If ever there was a golf course whose rise was captured by the drones (and social media) and whose popularity (and cult-like following) was cemented by it, it is Sweetens Cove, a course built on a featureless flood-plain where its architects were forced to create its contours from scratch, by bulldozer, backhoe, and dump-truck. 

If Sand Hills instigated the minimalist movement and Pinehurst #2 the restoration movement, then Sweetens undoubtedly instigated the “pragmatic maximalist” movement, to use Will Bardwell’s term, a group into which Streamsong Black, Landmand, Gamble Sands, Mammoth Dunes can be easily included, among others.

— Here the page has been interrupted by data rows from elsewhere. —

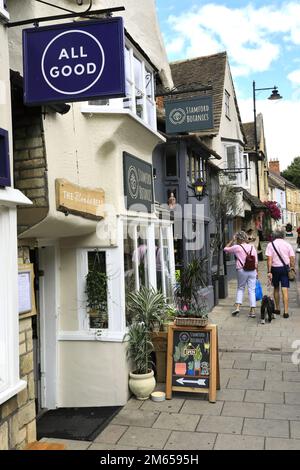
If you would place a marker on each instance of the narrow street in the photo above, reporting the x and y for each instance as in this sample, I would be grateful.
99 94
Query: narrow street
258 405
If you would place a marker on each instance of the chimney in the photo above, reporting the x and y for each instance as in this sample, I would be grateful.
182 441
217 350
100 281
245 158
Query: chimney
274 166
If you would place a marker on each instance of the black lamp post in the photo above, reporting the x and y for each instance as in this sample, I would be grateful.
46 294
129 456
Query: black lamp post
274 96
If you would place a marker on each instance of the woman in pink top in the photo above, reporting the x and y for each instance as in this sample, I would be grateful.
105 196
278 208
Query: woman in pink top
281 258
241 249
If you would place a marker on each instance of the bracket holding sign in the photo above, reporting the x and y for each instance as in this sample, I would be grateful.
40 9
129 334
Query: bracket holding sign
193 361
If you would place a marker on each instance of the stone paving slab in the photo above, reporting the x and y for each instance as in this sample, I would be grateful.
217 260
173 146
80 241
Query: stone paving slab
229 442
291 412
111 434
243 410
292 398
255 365
202 408
136 418
282 386
282 444
274 375
190 441
246 384
254 396
221 424
266 427
177 422
145 437
167 406
231 395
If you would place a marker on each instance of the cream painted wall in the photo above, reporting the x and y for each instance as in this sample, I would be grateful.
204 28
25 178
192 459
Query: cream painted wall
93 373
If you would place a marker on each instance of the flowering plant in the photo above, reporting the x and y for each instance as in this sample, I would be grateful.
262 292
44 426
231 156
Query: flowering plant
274 210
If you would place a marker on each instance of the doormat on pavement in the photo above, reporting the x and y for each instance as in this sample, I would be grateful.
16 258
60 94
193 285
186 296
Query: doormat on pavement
79 424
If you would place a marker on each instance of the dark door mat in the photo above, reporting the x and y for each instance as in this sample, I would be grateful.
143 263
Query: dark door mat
79 424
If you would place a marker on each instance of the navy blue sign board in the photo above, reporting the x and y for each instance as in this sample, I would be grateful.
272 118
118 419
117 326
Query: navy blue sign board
76 61
190 115
5 179
193 361
138 184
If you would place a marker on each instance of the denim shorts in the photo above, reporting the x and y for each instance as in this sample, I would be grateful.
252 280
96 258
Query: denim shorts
280 276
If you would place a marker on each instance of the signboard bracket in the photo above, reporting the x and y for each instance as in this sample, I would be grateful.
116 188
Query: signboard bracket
87 14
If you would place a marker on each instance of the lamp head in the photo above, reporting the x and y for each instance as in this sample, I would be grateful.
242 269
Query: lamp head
275 95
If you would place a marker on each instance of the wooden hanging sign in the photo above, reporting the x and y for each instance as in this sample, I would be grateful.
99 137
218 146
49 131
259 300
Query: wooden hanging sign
193 361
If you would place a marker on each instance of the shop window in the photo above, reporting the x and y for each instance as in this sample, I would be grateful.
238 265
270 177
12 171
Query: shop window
171 161
140 96
97 290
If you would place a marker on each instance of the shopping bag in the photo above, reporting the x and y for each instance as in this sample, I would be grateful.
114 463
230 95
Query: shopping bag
258 291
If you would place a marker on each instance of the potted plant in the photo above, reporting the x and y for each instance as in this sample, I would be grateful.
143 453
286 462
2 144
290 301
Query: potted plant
147 306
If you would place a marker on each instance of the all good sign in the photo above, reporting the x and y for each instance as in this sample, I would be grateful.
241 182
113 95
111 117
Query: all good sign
74 62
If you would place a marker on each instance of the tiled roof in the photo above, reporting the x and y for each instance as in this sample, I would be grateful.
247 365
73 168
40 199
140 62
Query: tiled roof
202 71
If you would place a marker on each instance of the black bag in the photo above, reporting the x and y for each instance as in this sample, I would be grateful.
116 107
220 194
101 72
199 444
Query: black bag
250 263
291 272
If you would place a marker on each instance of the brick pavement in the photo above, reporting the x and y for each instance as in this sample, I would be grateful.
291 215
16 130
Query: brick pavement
258 406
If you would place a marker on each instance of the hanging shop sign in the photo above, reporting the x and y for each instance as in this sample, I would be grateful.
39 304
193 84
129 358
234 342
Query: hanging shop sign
4 159
190 115
193 361
138 184
84 202
74 62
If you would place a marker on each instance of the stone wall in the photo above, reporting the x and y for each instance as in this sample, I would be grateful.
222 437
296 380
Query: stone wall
30 166
17 416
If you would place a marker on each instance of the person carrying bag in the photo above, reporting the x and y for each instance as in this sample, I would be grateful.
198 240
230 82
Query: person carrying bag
281 269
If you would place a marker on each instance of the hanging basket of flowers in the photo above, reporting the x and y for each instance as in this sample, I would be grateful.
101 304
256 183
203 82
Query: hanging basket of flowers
274 210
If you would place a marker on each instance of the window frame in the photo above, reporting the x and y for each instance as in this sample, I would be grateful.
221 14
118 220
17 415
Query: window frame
117 105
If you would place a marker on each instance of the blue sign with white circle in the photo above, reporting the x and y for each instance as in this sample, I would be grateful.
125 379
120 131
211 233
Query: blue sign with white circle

Its tenants and general aesthetics have also seeped into the more recent work of Tom Doak, Coore and Crenshaw, and Gil Hanse, in which they’ve largely eschewed most traces of the minimalist ethos with which they began their careers. 

In his book The Supermarket of the Visible: Toward a General Economy of Images, Peter Szendy claims that the “sensible supermarket of our sensations, in short, would be a market of senses or sensorial perceptions erected on top of the market tout court. And would be determined, conditioned by it, as Marx indicates when he writes that “the mode of production of material life conditions the general social, political and intellectual life process.” Simply put, images are money, and money drives images.

Right now, drone footage is in vogue, and it is what golfers are overwhelmed with every time that they log onto instagram, or onto Golf Digest’s website, or even on TV. 

The market economy of golf architecture, fueled by the desire for drone footage, is thus for work that is tailor-made to look good from 150 feet in the air – for sharp overshaping, rather than subtle, lay of the land earth-work whose intricacies and charms are far more fully revealed at ground level. If the 1980s were punctuated by golf courses built to sell houses, then now it is for golf built to attract likes. 

The layering and intricacies of Grand Mere that are only apparent once you step onto the golf course

In particular, my complain about these blatant “pragmatic maximalist” golf courses is that, in the majority of cases, they are essentially devoid of strategy, despite all of the shaping and width: that their width is merely there for width’s sake, as Andrew claimed, and that the contouring doesn’t serve a strategic purpose, either because it’s peripheral or because it’s so aggressively overwrought that no golfer, not even the very best PGA Tour Players, can use it.

In effect, that the sins of the 1980s and 1990s (their peripheral over-shaping and manicuring) have just been squeezed slightly closer, but no more importantly or functionally, to the lines of play.